Research conducted by financial services provider Aegon, found that over a quarter (27%) of advisers interviewed believed UK equities would generate the best returns over a three to five year period. But a further quarter (24%) viewed UK equities as the most overvalued asset class. The positives drawn from those who believed UK equities would generate the best returns included strong economic fundamentals, exposure of UK companies to global markets, and improvements in Britain’s ongoing Brexit negotiations.
However, those who were most pessimistic pointed to falls in Sterling and the possibility of a market correction due to Brexit uncertainty.
Nick Dixon, investment director at Aegon UK, comments: “There’s a clear split among advisers on the medium-term prospects for UK equities. For our part, we remain overweight to this asset class in our Core and Select Portfolios, which are managed in conjunction with Morningstar. While many developed asset classes look overvalued at present, UK equities feel better value on a relative basis.”

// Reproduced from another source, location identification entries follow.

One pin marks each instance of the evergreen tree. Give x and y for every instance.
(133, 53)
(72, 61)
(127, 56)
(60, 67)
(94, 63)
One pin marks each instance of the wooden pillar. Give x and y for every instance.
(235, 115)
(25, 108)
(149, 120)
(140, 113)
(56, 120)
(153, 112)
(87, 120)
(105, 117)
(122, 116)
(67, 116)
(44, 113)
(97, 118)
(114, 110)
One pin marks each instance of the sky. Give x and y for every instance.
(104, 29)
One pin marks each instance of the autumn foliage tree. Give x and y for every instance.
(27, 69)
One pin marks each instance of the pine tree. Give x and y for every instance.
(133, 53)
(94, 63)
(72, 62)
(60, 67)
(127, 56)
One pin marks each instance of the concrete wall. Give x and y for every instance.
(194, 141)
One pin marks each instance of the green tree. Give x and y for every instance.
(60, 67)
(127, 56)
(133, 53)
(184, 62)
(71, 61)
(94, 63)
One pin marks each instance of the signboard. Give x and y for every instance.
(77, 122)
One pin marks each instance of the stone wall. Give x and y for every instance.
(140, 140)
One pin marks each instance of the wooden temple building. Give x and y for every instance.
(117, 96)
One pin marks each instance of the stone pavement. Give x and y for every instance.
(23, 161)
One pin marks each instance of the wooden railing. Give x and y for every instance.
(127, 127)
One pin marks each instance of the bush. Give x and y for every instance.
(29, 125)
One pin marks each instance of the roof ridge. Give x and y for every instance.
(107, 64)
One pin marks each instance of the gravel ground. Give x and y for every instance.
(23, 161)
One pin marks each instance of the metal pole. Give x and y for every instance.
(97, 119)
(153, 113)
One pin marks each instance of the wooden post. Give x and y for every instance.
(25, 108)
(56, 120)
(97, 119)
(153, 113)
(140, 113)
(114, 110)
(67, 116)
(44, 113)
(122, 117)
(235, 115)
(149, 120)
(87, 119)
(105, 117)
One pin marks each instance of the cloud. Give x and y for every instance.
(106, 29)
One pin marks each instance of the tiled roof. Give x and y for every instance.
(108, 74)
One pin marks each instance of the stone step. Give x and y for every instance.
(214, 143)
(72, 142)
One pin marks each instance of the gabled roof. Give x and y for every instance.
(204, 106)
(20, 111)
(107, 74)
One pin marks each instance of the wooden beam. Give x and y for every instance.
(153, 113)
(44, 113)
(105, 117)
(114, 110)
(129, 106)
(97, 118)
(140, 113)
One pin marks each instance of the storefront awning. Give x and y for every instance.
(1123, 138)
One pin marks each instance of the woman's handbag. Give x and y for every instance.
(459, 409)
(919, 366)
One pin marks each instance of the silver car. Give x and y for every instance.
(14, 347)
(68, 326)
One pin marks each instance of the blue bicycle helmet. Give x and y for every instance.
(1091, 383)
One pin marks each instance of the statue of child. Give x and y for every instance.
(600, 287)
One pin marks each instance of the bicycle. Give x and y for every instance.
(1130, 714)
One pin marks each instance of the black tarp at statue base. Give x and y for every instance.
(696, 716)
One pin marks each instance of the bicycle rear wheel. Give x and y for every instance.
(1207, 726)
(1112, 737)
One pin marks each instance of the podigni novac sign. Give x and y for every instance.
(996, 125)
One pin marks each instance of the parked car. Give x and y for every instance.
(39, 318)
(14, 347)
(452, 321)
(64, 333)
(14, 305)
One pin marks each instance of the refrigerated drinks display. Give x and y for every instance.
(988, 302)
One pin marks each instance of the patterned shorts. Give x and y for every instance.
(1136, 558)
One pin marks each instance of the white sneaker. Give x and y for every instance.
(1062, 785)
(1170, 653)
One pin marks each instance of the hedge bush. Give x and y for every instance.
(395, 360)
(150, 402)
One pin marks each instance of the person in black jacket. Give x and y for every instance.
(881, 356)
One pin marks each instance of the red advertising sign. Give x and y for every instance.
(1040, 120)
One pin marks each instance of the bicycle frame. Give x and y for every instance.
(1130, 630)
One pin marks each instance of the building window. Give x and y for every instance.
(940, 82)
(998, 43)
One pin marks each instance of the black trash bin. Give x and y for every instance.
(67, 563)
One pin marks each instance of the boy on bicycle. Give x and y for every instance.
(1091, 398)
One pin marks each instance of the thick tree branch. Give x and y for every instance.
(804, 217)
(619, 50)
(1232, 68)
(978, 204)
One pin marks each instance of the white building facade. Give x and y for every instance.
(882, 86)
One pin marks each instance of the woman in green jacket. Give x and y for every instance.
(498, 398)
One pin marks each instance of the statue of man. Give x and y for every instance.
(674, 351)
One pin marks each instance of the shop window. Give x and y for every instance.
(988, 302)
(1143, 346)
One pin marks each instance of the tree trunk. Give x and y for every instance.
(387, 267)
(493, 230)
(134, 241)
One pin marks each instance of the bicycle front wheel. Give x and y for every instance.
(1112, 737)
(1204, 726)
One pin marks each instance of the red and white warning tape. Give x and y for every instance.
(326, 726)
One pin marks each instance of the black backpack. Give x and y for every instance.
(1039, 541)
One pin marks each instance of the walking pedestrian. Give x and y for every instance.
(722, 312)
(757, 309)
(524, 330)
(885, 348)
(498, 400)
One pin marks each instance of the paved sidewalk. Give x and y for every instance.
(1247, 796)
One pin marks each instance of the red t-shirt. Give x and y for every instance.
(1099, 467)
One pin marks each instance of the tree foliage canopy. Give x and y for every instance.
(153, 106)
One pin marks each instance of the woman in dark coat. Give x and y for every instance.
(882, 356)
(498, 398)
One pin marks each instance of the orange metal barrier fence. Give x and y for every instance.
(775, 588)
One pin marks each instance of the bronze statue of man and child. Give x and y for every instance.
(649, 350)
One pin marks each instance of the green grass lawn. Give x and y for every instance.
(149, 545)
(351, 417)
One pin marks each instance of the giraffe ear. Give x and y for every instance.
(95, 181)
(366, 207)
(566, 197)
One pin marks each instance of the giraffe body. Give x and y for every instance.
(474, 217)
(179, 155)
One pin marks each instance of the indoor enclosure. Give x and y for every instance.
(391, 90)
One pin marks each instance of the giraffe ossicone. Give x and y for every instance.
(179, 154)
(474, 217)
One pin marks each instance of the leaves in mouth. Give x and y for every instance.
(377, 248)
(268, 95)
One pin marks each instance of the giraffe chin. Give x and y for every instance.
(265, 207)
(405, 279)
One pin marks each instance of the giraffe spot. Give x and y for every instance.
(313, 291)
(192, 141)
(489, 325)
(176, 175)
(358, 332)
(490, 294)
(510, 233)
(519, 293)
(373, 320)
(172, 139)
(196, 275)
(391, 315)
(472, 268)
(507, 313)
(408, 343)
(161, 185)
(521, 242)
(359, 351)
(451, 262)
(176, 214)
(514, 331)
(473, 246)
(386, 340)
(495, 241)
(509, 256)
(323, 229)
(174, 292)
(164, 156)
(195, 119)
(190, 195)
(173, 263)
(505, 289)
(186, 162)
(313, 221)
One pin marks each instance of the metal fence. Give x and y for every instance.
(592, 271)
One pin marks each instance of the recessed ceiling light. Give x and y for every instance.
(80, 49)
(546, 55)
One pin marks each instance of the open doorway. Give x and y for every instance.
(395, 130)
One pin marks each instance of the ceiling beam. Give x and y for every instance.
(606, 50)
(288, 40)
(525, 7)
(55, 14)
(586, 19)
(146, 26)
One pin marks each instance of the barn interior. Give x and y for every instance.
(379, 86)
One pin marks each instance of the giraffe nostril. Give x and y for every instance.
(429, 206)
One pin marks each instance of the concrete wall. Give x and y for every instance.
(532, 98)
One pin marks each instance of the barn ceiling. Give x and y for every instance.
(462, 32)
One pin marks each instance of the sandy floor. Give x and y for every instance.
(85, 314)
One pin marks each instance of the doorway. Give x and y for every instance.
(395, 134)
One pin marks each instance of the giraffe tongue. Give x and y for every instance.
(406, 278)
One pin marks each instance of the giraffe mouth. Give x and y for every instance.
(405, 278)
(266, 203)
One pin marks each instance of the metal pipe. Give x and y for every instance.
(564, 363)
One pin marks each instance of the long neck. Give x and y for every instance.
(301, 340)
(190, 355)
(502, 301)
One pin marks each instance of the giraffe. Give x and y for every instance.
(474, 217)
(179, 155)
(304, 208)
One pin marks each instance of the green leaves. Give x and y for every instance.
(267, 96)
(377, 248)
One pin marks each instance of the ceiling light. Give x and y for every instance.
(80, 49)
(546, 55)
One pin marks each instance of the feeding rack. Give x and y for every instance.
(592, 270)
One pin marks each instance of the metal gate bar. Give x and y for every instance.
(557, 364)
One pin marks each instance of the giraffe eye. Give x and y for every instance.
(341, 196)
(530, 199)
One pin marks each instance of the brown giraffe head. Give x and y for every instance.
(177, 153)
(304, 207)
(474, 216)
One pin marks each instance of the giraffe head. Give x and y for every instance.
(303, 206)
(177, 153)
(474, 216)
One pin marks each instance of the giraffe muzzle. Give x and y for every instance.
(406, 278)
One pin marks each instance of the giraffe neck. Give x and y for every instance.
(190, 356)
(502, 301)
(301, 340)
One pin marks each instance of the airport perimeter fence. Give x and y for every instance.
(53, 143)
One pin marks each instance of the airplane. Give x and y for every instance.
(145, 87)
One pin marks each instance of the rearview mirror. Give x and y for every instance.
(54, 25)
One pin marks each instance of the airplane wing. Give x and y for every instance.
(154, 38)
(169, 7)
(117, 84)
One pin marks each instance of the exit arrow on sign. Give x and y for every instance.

He adds: “Market fundamentals remain broadly unchanged following the vote to leave the EU, despite speculative activity and the recent fall in Sterling. For those that can invest in the medium to long-term the UK market remains attractive, as any short-term uncertainty caused by the nature of future trade deals with the European Union will only partially impact large cap companies, which are more likely to trade internationally.”
Emerging markets popular but gilts out of favour
Looking to other asset classes, the second most overvalued after UK equities was believed to be gilts (government loans) (20%). High valuations due to prolonged quantitative easing (the issuing of more money into the economy) were to blame for the pessimism.
US equities were also believed to be overvalued by 18% of the advisers surveyed, but this was significantly down from a previous study in March, which found 38% believed US equities to be overvalued.
At the other end of the scale, emerging markets proved popular with 22% of advisers believing they would generate the best return in the medium to long term. This was mainly due to a perceived undervaluing of assets compared to developed markets.
The Eurozone was also viewed positively due to improving economic growth, relative political stability and improving earnings data. One in five (20%) advisers surveyed believed the asset class would generate the ‘best return’ for their clients.